The U.S. Bureau of Labor Statistics has revised down its tally of total employment in March 2023 by 306,000, indicating that there were about 300,000 fewer job gains during April 2022 to March 2023 than initially estimated, which could impact the Federal Reserve's decision on interest rates.
Job creation in the US slowed in August, indicating that the strong economy could be starting to weaken under pressure from higher interest rates. Private employers added 177,000 jobs, well below the previous month's total of 371,000. Pay growth also slowed, suggesting more sustainable growth as the effects of the pandemic recede. Investors and economists remain uncertain about the future of US inflation and whether the economy can continue to grow without a significant slowdown.
The US added 187,000 jobs in August, but the unemployment rate rose to 3.8 percent, indicating a plateau in the labor market as the Federal Reserve considers another interest rate hike.
The August jobs report showed solid hiring, with employers adding 187,000 payroll positions, but the unemployment rate unexpectedly jumped and wage growth eased, leading to speculation that the Federal Reserve may have hiked interest rates for the last time.
The August jobs report indicates a cooling labor market, which could lead to the Federal Reserve pausing its actions.
The Federal Reserve is expected to cut interest rates by about one percentage point next year as economic growth slows and unemployment rises, according to chief economists at major North American banks.
Cloud-based software firm Salesforce Inc is hiring 3,300 people across various departments after cutting 10% of jobs in January this year.
The US economy added 336,000 jobs in September, surpassing economist predictions and causing a slight dip in the price of bitcoin, while stock and bond prices continue to decline.
Employers added 336,000 jobs in September, exceeding economists' predictions, signaling a stronger labor market and raising concerns that the Federal Reserve may need to raise interest rates further to control inflation.
The US economy added 336,000 jobs in September, exceeding expectations, but investors are concerned about the prospect of higher interest rates, causing stocks to slump and bond yields to surge.
The US economy added 336,000 jobs in September, surpassing economists' expectations, raising concerns that the labor market may not cool as fast as the Federal Reserve desires in their battle against inflation.
The U.S. economy added 336,000 jobs in September, surpassing expectations, prompting concerns about the need for further measures to slow down the economy and control inflation.
The US economy added 336,000 jobs in September, surpassing expectations and leading to concerns about higher interest rates and inflation, causing the dollar to rise and stocks to fall.

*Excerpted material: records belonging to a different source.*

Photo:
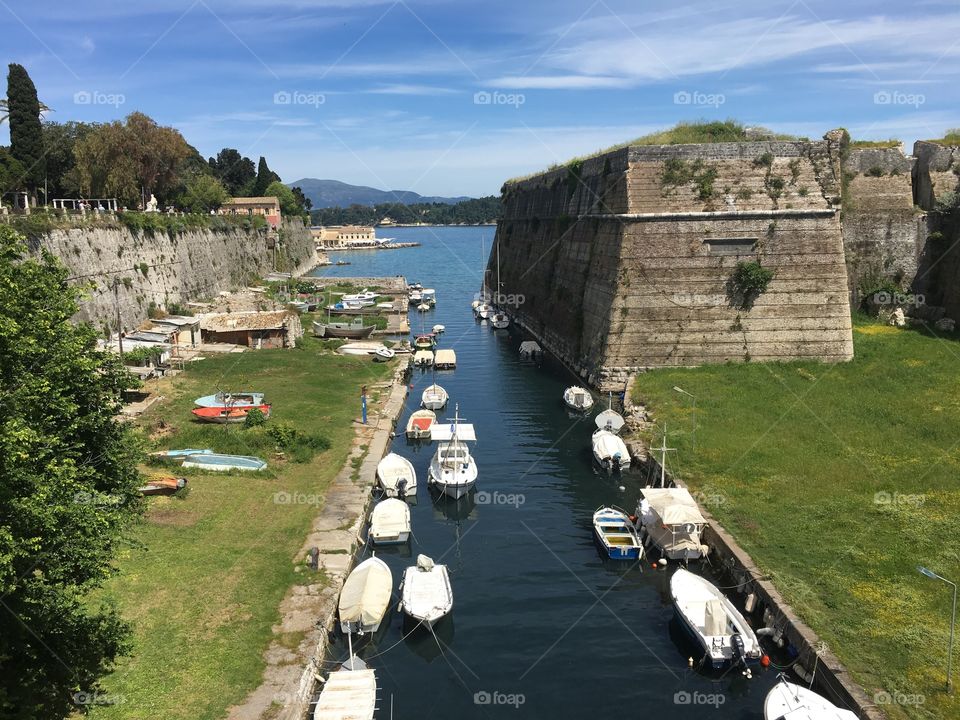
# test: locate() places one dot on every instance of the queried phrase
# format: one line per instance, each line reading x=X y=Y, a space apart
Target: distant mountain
x=333 y=193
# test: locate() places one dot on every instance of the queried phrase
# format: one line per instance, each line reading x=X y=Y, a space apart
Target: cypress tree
x=26 y=133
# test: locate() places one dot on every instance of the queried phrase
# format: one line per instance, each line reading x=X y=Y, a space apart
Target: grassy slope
x=204 y=590
x=797 y=453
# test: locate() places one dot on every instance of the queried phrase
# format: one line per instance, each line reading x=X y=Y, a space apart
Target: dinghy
x=616 y=534
x=365 y=596
x=610 y=451
x=453 y=471
x=434 y=397
x=578 y=398
x=420 y=424
x=787 y=701
x=425 y=593
x=396 y=476
x=712 y=621
x=390 y=522
x=222 y=463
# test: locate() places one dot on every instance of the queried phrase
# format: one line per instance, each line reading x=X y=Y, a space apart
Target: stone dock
x=309 y=611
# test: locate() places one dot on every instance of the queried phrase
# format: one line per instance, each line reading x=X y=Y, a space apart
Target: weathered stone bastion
x=624 y=261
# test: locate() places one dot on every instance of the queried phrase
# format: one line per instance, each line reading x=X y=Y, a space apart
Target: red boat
x=225 y=415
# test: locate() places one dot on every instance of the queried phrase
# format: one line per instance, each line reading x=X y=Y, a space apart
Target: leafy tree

U.S. employers added 336,000 jobs in September, potentially strengthening the case for another interest rate increase by the Federal Reserve, despite wage growth remaining muted and upcoming inflation data expected to show continued slowing.
U.S. employers added 336,000 jobs in September, surpassing expectations, but the strong job growth could complicate the Federal Reserve's efforts to control inflation.
The strong US jobs report is increasing the likelihood of another Federal Reserve rate increase, which is adding to the pain in credit markets already affected by rising yields and could result in increased default risk and reduced profitability for corporate America.
The latest U.S. Jobs Report shows 336,000 new jobs added in September, exceeding expectations and indicating a strong economy that may lead to another rate hike from the Fed. Higher Treasury yields may result in more volatility in stocks and impact sectors such as mortgages and finance. However, this may also present attractive buying opportunities in beaten-down market sectors. Investors should conduct solid research and diversify their portfolios.
The US economy added an impressive 336,000 jobs in September, indicating its resilience and suggesting that higher interest rates are here to stay, which could potentially lead to a new bull market for risk assets and cryptocurrencies.